À l’époque où j’avais découvert Loïe Fuller, et lu son autobiographie dans la foulée de ma fascination pour cette artiste et inventrice géniale, j’avais profité de l’un de mes passages à Nippori pour acheter six mètres d’un satin blanc très fin. Au cas où. Un jour peut-être. On sait jamais, ce serait bien d’avoir de quoi coudre ce genre d’ailes. J’ai remercié la moi du passé, j’ai fait plein de calculs afin d’optimiser la longueur du tissu que j’avais à disposition (et qui s’avéra être finalement bien peu comparé à la longueur requise pour de la danse serpentine en bonne et due forme !) et j’ai assemblé les trapèzes de satin pour en faire une cape.

À la place du col montant que porte Katharine Hepburn dans le film, j’ai choisi de mettre une sorte de collerette froncée. Plus fluide et proche du corps, cela me laissera plus d’aisance pour danser et rendra aussi le costume plus facile à transporter. Ces considérations sont importantes pour l’usage que je ferai du costume, alors que ce n’est pas le cas pour l’actrice dans la scène du film.
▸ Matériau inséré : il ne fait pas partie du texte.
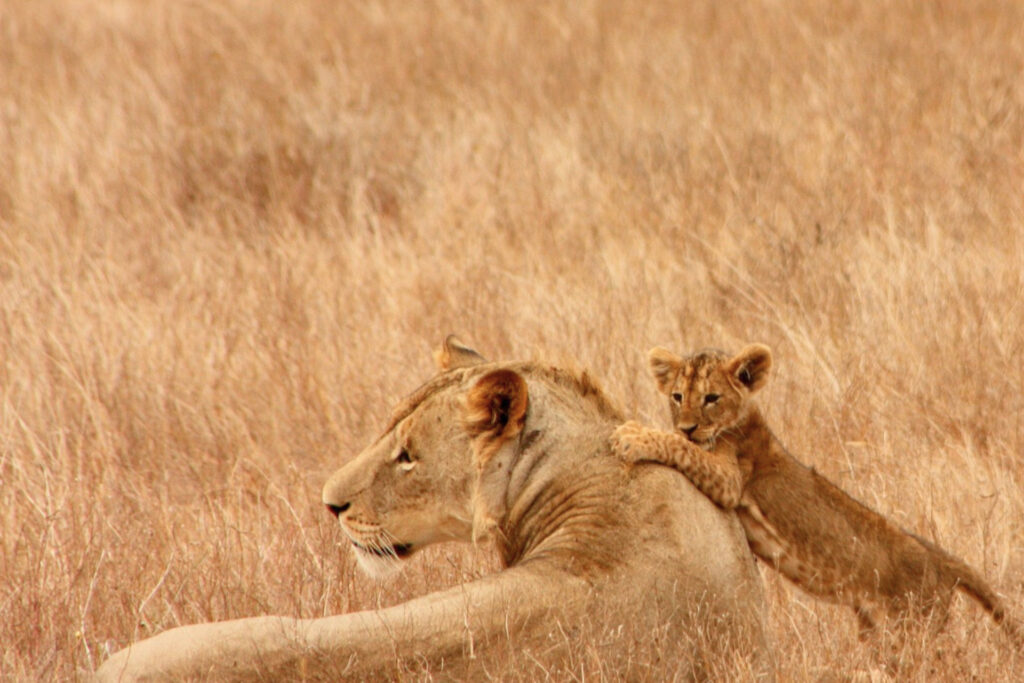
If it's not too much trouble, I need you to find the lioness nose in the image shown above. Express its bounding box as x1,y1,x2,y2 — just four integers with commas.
327,503,352,517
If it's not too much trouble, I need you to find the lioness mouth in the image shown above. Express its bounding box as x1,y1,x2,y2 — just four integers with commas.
352,541,413,559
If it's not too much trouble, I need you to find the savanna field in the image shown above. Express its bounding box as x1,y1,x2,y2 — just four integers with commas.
0,0,1024,681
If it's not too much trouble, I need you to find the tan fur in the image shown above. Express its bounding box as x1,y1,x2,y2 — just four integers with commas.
98,339,770,680
612,345,1024,646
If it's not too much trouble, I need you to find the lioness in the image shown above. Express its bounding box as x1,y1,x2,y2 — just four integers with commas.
612,344,1022,645
98,338,770,680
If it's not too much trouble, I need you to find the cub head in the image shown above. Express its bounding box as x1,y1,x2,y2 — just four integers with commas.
648,344,771,449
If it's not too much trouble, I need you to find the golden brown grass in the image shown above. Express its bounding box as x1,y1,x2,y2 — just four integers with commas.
0,0,1024,681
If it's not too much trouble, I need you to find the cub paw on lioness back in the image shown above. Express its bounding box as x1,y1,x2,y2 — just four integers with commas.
612,344,1024,648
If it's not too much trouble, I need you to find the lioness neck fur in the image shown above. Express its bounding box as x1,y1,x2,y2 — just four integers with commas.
612,344,1024,647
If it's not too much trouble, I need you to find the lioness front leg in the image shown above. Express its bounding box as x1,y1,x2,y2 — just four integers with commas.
611,420,743,510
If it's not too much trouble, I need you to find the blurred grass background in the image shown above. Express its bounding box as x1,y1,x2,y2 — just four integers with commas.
0,0,1024,680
L’actrice Katharine Hepburn dans La Phalène d’argent

On affiche souvent fièrement nos réussites sur internet – moins souvent les ratés cachés derrière le résultat. Lors de la réalisation du col, j’ai d’abord fait un premier prototype de test. Ensuite, j’ai fait un second col que j’ai cousu en prenant en sandwich directement la longue cape (les ailes) ainsi que la collerette. Sauf que je n’étais pas entièrement satisfaite de la coupe de la collerette et la manière dont elle tombait dans le dos. Alors j’ai défait le col et refait une autre collerette. Quelques jours plus tard, en testant différents mouvements de danse serpentine, je me suis rendu compte que ça n’allait pas : ni visuellement, ni au niveau du confort autour de la nuque.

Après de longues hésitations, j’ai finalement décidé de re-défaire le col et j’ai opté pour une autre stratégie. Sauf qu’il ne me restait plus suffisamment de tissu pour refaire encore une collerette. J’ai récupéré ce qu’il me restait du tout premier prototype et ajouté des finitions. Bon, ça n’était toujours pas exactement ce que j’espérais obtenir, mais ça ferait l’affaire – il fallait bien, j’étais limitée dans le temps.

Photo : Mac Harley, les Paris Follies de la Baronne de Pâname

Le corps

Après les ailes, il a fallu attaquer la tenue argentée moulante. Limitée par des contraintes de temps, d’argent et de confort pour danser (bon et de flemme aussi – un tout petit peu !) j’ai choisi de reproduire cette tenue dans un tissu stretch. Le lamé argent est superbe dans le film, mais cela aurait été beaucoup plus fastidieux à réaliser et j’aurais probablement dû vendre un organe pour me payer ce type de tissu.

J’ai mis du temps à comprendre la coupe, et je ne suis toujours pas certaine d’avoir tout compris. On trouve des photos de Katharine Hepburn dans son personnage de Cynthia Darrington qui semble être en catsuit, c’est-à-dire une combinaison complète et une séparation au niveau des jambes. Or dans le film, on ne la voit que dans une longue robe moulante.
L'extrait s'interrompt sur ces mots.